PT 79, September 2016, Passage #2: Eileen Gray/Lacquer
This passage covers designer Eileen Gray’s fascinating career journey with lacquer, furniture design, and architecture. She was extremely detailed in her designs, and often focused on simple, clean looks with multiple usages. She’s actually quite fascinating, but the questions in this passage make for a rough go of it.

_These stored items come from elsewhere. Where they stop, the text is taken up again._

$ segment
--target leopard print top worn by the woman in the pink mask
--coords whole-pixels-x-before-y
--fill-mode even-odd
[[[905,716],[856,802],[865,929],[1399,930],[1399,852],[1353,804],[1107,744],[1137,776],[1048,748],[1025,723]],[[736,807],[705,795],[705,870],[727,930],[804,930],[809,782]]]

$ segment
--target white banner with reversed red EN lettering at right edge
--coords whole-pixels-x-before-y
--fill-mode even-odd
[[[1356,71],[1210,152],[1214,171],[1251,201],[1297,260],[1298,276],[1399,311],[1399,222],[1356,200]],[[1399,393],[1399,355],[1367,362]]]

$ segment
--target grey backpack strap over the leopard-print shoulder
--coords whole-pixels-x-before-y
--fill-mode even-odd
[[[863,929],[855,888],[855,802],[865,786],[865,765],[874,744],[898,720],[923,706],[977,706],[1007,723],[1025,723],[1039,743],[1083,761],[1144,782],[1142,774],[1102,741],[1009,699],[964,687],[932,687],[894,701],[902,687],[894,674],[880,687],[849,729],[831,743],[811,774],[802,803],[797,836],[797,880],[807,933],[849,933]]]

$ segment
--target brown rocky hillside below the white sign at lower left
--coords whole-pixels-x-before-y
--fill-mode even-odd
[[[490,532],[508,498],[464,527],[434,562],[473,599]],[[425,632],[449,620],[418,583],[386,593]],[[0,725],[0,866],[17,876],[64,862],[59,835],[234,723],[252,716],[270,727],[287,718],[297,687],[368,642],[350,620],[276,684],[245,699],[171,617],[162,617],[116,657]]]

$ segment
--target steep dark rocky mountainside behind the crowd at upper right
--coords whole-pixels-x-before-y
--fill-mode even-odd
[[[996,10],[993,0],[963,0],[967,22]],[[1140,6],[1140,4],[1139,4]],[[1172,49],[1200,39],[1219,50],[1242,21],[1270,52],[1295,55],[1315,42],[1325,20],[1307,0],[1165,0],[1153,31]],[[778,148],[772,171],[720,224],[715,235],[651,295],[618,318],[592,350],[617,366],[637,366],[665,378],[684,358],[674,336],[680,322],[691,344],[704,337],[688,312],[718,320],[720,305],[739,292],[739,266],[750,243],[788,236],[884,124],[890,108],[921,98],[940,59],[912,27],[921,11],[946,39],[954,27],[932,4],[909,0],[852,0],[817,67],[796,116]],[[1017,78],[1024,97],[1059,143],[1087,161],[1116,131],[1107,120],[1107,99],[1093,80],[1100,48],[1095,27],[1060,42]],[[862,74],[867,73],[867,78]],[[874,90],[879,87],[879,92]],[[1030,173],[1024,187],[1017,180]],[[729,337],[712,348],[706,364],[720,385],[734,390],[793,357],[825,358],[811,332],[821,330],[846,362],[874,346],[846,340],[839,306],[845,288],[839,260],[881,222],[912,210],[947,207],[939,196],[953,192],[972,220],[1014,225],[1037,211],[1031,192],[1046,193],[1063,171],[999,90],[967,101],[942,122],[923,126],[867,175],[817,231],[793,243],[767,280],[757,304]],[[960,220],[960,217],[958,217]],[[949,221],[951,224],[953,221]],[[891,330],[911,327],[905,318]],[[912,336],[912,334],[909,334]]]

PT82, September 2017, Passage #3: Judicial Candor
Should judges be honest in their rulings? We always thought so, but there has apparently been some debate over this point within the law (who knew?). Regrettably, reading about this topic is about as dull as one would expect, and that is compounded by the flowery style of each of the two passages within this Comparative Reading set. Example: “To argue for rigid adherence to a norm of sincerity is, they say, naive, foolhardy, and even dangerously utopian.”
Honorable Mentions
PT12, October 1994, Passage #3: US & UK Law Systems
PT12, October 1994, Passage #4: Serotonin
PT20, October 1996, Passage #2: Medieval Canon Lawyers
PT22, June 1997, Passage #4: Language in Science
PT45, December 2004, Passage #2: Hippocratic Oath
PT59, December 2009, Passage #3: Isamu Noguchi
PT71, December 2013, Passage #4: Mirrors
One striking thing about the list is that none of the passages on the list or in the honorable mentions appeared first in a section. Every passage listed above appeared second, third, or fourth in the section. This does not mean, of course, that hard passages never appear first in a section. In these cases, test makers kindly chose not to place those passages at the very front. One final note about the list. By definition, any such list is subjective, and what challenges one student may not be difficult for another. We know these in particular are extremely difficult from years of experience and from the frequency students ask about them. If you can solve any of the passages on the list in less than nine minutes, you have done a great job.